Naomi doesn’t see her life fully and truthfully. She says “I went away full,” and while it’s true that there was a lot of good in her life it’s also true that she and her family were driven from their homes by famine. She was literally not full. Naomi says, “the Lord has brought me back empty,” and it’s true she has lost much. But she is also returning to a people who have been blessed with food (1:6). She is literally returning to be full.

Most importantly, Naomi has not lost her family and received nothing in return. She had gained Ruth. Ruth, who leaves everything behind to journey with her mother-in-law. Ruth, whose love and devotion propel her into the unknown.

Naomi tries to send her daughters-in-law away again and again. She has so many excuses, but probably the most truthful is that she feels cursed by God and they don’t fit into her self-pitying narrative: “it is exceedingly bitter to me for your sake that the hand of the LORD has gone forth against me” (1:13; emphasis mine). She hurts and sadness them and tries to send them away, as though the future of a childless widow is any more certain in their homeland than with her. She is wrapped up in her own sadness and grief.

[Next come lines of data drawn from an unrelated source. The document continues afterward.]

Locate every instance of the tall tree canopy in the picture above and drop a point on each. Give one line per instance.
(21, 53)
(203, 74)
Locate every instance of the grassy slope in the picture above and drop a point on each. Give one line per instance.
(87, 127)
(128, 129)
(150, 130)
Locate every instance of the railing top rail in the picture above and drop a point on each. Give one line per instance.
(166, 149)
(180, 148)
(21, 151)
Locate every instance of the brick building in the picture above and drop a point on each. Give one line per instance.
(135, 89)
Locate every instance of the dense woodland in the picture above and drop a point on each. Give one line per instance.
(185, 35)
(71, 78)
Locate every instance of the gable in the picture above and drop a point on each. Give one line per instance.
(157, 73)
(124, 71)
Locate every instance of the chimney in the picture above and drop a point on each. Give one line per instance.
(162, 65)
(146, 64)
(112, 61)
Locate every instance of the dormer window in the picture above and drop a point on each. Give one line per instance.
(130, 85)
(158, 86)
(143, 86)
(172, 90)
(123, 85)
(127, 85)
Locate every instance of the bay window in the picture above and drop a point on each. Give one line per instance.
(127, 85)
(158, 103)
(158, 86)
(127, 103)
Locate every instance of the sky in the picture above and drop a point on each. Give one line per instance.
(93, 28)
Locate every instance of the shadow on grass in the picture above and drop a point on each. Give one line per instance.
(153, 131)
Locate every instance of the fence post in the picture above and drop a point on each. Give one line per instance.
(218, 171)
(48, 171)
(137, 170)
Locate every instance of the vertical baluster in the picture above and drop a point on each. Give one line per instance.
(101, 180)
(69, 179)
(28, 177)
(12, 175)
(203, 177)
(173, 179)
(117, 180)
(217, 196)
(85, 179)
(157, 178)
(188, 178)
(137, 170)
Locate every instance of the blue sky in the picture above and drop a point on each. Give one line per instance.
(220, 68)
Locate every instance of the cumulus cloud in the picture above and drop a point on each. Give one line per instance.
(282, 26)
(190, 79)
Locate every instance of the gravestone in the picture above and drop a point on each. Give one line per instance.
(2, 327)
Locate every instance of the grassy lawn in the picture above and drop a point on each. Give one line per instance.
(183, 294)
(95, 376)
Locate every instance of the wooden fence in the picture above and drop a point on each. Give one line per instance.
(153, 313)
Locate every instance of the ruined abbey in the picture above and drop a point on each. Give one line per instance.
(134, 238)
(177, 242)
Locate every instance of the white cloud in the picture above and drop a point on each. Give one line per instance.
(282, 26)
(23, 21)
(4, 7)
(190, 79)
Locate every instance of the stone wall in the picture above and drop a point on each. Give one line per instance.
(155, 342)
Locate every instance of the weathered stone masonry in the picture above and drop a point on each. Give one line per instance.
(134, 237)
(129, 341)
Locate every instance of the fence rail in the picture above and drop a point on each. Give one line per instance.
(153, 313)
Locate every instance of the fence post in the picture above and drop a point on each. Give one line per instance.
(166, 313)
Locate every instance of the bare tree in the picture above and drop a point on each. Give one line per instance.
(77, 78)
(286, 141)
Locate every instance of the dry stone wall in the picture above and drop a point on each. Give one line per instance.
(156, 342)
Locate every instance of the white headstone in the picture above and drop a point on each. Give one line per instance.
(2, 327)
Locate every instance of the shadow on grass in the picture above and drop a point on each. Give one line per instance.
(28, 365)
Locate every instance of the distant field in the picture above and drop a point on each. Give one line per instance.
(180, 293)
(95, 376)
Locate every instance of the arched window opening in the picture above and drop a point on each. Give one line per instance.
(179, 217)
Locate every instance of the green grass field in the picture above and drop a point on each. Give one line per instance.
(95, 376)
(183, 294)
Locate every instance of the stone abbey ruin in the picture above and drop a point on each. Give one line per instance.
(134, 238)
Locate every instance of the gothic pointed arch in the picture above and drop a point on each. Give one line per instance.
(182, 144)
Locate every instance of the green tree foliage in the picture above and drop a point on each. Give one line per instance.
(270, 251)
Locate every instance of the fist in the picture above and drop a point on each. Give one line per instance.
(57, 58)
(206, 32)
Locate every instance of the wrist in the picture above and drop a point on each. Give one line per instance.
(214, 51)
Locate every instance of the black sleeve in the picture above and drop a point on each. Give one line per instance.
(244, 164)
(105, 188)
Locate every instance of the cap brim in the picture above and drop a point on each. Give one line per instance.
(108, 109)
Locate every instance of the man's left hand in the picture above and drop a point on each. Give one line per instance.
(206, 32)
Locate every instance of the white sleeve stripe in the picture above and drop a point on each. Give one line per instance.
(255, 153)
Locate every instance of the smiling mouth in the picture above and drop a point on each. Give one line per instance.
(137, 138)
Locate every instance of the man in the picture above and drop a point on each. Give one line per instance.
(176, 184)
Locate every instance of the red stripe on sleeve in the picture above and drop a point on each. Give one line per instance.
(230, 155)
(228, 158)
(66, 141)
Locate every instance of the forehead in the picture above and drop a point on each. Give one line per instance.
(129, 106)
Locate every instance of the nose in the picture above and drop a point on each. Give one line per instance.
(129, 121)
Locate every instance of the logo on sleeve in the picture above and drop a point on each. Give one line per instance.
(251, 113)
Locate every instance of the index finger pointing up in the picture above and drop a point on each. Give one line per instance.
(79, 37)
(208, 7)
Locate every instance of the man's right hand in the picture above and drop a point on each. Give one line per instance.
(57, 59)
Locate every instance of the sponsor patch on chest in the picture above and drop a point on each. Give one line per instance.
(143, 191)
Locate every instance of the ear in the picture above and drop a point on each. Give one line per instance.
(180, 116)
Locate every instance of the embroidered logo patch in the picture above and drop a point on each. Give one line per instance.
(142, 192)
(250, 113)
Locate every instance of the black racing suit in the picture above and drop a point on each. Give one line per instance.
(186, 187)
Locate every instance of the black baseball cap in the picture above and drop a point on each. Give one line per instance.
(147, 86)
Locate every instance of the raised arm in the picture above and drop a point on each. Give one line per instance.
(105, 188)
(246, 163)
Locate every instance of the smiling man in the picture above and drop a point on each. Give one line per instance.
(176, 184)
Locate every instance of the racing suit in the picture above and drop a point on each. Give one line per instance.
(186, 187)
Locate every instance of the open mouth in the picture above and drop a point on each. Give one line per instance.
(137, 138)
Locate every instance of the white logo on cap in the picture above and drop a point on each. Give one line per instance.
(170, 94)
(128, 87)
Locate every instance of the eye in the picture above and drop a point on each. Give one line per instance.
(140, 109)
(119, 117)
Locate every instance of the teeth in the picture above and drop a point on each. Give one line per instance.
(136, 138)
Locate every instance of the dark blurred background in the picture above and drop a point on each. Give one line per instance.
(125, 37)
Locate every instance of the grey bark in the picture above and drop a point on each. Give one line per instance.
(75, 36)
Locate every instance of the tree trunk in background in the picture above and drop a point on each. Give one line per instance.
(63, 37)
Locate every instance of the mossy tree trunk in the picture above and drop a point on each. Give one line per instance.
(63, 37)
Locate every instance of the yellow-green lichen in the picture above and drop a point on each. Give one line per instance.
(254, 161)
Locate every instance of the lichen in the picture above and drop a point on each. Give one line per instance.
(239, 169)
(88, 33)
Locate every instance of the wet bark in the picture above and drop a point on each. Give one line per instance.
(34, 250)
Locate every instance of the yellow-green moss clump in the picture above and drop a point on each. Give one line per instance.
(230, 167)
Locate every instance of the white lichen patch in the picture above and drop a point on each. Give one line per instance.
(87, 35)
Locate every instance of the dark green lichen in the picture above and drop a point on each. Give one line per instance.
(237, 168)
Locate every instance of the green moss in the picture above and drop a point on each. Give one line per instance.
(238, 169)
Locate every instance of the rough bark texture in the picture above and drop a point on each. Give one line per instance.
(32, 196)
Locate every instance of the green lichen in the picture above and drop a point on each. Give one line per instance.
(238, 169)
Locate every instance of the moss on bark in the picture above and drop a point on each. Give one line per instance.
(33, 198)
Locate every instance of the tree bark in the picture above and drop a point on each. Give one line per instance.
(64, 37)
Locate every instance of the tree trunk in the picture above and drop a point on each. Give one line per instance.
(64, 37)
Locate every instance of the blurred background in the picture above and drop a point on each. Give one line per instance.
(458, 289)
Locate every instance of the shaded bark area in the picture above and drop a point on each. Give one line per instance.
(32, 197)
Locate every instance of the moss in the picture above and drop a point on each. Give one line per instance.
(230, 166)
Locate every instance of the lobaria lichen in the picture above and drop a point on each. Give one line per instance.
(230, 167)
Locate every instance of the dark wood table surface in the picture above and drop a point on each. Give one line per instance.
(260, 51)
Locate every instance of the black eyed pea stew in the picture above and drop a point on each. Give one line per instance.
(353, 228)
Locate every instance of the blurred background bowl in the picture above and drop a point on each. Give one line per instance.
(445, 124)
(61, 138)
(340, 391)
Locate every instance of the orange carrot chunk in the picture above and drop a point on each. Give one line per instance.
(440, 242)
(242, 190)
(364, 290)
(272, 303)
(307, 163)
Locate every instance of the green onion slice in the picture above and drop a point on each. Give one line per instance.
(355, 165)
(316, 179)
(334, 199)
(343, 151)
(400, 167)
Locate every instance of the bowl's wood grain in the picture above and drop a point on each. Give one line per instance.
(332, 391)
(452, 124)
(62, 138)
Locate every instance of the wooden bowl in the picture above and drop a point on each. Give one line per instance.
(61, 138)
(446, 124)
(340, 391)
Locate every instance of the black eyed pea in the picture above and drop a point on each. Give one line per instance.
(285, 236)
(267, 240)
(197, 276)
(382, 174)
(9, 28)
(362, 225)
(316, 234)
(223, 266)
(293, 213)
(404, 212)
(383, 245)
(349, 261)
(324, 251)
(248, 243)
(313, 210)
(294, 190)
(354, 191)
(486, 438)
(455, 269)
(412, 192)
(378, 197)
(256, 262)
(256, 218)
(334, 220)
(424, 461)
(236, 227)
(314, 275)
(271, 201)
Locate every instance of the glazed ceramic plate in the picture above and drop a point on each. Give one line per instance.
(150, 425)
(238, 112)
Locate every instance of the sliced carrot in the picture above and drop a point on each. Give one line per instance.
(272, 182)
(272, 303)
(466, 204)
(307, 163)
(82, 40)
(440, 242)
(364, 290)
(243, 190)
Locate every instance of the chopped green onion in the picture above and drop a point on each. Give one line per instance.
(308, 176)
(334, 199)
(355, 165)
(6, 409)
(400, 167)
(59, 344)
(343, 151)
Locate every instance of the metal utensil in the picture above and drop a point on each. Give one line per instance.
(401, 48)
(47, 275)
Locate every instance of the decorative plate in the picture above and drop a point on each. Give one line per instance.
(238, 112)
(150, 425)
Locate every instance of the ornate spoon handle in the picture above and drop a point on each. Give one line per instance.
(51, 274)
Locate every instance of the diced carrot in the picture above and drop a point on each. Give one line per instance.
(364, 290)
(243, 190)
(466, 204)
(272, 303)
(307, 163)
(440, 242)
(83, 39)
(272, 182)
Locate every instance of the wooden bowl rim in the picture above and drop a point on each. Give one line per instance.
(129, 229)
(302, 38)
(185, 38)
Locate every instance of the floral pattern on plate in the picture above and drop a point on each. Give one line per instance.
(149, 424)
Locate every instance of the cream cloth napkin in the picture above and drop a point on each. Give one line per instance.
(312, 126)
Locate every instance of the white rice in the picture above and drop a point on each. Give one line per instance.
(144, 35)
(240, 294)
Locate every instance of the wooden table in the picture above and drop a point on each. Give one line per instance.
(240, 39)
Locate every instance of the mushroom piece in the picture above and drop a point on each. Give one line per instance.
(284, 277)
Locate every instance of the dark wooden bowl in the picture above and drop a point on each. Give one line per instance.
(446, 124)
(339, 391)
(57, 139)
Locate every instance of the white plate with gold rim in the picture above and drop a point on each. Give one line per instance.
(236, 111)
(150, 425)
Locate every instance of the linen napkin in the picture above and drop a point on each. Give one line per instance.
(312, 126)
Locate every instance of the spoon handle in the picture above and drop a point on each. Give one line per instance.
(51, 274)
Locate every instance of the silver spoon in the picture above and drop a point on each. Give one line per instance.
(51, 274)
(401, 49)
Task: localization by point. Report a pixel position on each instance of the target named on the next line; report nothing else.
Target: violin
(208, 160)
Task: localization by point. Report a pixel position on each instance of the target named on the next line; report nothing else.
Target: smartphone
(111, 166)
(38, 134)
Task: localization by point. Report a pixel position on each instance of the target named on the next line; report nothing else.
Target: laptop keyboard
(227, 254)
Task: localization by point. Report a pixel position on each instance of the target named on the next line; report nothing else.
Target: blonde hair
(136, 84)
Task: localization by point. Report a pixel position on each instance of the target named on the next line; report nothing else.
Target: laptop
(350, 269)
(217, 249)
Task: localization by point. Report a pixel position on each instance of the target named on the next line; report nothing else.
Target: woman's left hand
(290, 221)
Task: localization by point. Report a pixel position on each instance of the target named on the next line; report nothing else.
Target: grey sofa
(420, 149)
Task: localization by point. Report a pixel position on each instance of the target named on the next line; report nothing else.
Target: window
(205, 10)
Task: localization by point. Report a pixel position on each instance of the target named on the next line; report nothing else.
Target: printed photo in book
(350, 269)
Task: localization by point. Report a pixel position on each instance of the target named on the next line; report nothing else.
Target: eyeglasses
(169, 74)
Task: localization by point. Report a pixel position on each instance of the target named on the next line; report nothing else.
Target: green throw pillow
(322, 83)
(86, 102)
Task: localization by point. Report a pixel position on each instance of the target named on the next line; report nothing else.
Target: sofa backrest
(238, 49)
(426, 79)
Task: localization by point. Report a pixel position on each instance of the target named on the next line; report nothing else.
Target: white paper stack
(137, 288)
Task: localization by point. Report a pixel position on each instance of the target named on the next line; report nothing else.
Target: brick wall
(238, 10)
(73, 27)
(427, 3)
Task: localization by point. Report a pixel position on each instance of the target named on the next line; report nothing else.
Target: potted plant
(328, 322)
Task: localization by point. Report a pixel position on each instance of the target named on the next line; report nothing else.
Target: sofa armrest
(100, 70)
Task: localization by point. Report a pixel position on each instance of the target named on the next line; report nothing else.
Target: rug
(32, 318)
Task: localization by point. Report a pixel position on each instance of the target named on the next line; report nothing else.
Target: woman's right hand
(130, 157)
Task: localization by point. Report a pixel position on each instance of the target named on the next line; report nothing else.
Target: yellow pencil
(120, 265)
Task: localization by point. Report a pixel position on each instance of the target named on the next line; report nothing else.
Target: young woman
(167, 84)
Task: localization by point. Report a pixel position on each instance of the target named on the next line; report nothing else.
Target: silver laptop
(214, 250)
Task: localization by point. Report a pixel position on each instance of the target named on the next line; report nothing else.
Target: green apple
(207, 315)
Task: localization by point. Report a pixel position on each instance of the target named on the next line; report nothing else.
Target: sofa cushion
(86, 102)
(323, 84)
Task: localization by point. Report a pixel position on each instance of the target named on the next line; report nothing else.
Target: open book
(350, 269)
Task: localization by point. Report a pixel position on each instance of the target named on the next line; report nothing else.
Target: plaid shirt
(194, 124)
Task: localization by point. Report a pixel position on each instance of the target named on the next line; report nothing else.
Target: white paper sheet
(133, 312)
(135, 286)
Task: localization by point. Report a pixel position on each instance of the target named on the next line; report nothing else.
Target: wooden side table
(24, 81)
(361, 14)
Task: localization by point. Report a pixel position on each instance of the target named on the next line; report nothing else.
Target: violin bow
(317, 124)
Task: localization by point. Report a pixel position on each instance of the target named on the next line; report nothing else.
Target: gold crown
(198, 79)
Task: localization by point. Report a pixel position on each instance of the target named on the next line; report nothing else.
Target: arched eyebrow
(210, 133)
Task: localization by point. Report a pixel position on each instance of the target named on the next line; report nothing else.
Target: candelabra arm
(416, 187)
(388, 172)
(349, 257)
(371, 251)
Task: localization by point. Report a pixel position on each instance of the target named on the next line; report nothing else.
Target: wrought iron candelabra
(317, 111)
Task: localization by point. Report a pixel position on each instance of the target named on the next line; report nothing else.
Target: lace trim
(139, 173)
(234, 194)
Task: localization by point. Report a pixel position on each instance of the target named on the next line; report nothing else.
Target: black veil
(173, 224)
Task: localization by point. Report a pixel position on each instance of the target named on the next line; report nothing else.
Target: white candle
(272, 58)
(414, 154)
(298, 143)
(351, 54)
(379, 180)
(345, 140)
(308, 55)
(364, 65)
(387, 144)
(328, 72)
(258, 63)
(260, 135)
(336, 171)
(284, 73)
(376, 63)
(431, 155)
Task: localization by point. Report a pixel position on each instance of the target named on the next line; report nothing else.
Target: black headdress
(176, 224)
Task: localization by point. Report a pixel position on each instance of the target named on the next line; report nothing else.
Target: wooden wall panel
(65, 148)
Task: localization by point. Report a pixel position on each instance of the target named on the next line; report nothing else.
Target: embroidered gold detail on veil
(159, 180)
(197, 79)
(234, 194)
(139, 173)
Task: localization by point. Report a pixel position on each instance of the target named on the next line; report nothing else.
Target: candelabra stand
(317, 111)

Though Orpah turns aside, Ruth stays, saying, “Entreat me not to leave you or return from following you; for where you go I will go, and where you lodge I will lodge; your people shall be my people, and your God my God; where you die I will die, and there I will be buried. May the LORD do so to me and more also if even death parts me from you” (1:16-17). Her profession of love sounds like marriage and covenant. Like covenant, it is profoundly unearned and unearnable, given freely in the binding together of one who loves selflessly and one who needs greatly.

Naomi doesn’t return empty, but she feels she does because she doesn’t see her blessings. She receives Ruth and her devotion silently, without thanks or remark. Like so many swallowed by the darkness, Naomi doesn’t see the good things. It’s true of so many people living with depression: we tend to see our lives as stories of decline, without hope of repair, and we don’t see the blessings we’ve been given because we don’t feel blessed. We have a lot to learn from the story of Naomi and Ruth.

Like Naomi, we’ve lost a lot. Like Naomi, we have a Ruth. Ruth figures the love of God: God Who binds Himself in covenant with us in selfless, abundant love. God Who gives Himself to us without need of recognition or thanks, and for Whom we can never do anything to earn the love that is given. And, like Naomi, we never journey alone no matter how much we protest we’d prefer to.

That doesn’t mean it’s okay to be blind like Naomi, silently taking love for granted as it works itself out in our lives. God commands us to rejoice, to give thanks, to praise, all of which help us to embrace the blessing of His love. But in those dark, bitter moments where we cannot thank Him, God is there, loving us beyond measure. In realizing this, we can begin to create new narratives.

Though God’s presence doesn’t erase or undo sorrow and tragedy – just as Ruth, who is more than seven sons, cannot bring them back – the love of God is hidden in the midst of the darkness, catching us on its branches as a wildness of joy.